Genelde İngiltere gibi yargılama giderlerinin yüksek olduğu ülkelerde, davaların çözülmesi veya geri alınması konusunda büyük bir çaba ve isteklilik vardır. Nitekim, İngiltere’de uzlaştırma programlarına 1970’li yıllardan itibaren ilgi duyulmaya başlanmıştır. 1972 tarihli Ceza Kanunu’nda tazminata ilişkin çeşitli hükümlere yer verilmiştir. 1980’li yıllardan itibaren mağdurların haklarına yönelik ilgi artmış, uzlaştırma programları faaliyete geçirilmeye başlanmıştır. 1985 yılında başta uzlaştırma olmak üzere arabuluculuk alanındaki programları düzenlemek üzere Birleşik Krallık Arabuluculuk Kurumu (Mediation UK) kurulmuştur. İngiltere’de faaliyet gösteren uzlaştırma kurumlarının büyük bir çoğunluğu bu kurumun üyesidir. Bu kurum uzlaştırmada uygulanmak üzere uygulama kuralları çıkarmış, uzlaştırmacıların eğitimine yardım ederek, bu husustaki plan ve projeleri teşvik etmiş, İngiltere’de uzlaştırmanın gelişmesinde oldukça etkili olmuştur. İngiltere’de uzlaştırma programları bütün suç türleri açısından da uygulanabilir. Bu programların uygulanması hem failin hem de mağdurun rızasına bağlıdır. Uzlaştırma programları fail ve mağdurun doğrudan bir araya getirilmesi şeklinde uygulandığı gibi fail ve mağdur bir araya getirilmeksizin de uygulanabilmektedir. Bu ikinci yönteme daha çok mağdurun faille bir araya gelmek istemediği durumlarda başvurulmaktadır (Özbek, 2005a: 115).

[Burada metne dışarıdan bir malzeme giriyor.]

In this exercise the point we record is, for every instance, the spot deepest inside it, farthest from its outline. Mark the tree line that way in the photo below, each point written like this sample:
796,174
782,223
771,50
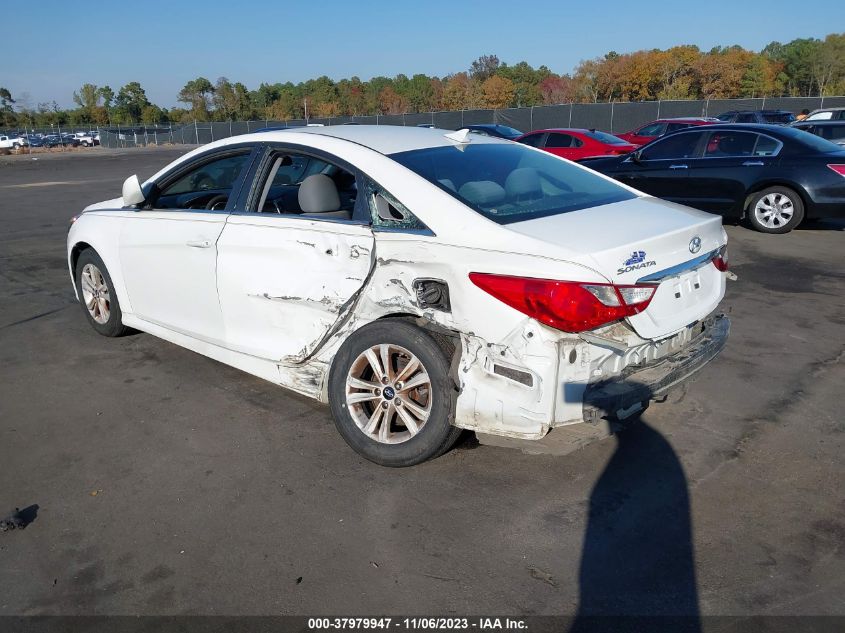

İngiltere’de uzlaşma konusunda yapılan en kapsamlı çalışma 1980’lerde İçişleri Bakanlığı tarafından yapılmıştır. Bu araştırma, faille bir araya gelme imkânı sunulması hâlinde suçtan zarar görenlerin büyük çoğunluğunun bunu kabul edeceklerini göstermiştir. Üstelik uzlaşmaya katılanların büyük çoğunluğu da yaşadıkları tecrübeyi faydalı bulduklarını belirtmişlerdir. Ancak bu araştırma sırasında suçtan zarar görenlerin ve faillerin bazı olumsuzluklar yaşadıkları anlaşılmış ve bunların önüne geçilmesi amacıyla “Mediation UK” tarafından uygulama rehberleri hazırlanmıştır. Daha sonra

yapılan araştırmalar da, uzlaşmanın bu standartlara uygun olarak yapıldığı durumlarda, mağdurların duydukları yüksek seviyedeki memnuniyeti doğrulamıştır. Yine araştırmalarda, doğrudan gerçekleştirilen uzlaşmanın dolaylı uzlaşmaya göre daha fazla suçtan zarar gören memnuniyeti sağladığını göstermiştir. Uzlaşma anlaşmalarının yerine getirilme oranı da, zararın giderilmesine ilişkin mahkeme kararlarının yerine getirilme oranı da oldukça yüksektir. Yine İçişleri Bakanlığı tarafından yapılan araştırma, sadece doğrudan uzlaşmaya katılan failler üzerinde uzlaşmanın yeniden suç işlemeleri bakımından az da olsa olumlu etkilerinin olduğunu göstermiştir (Çetintürk, 2009: 369- 370).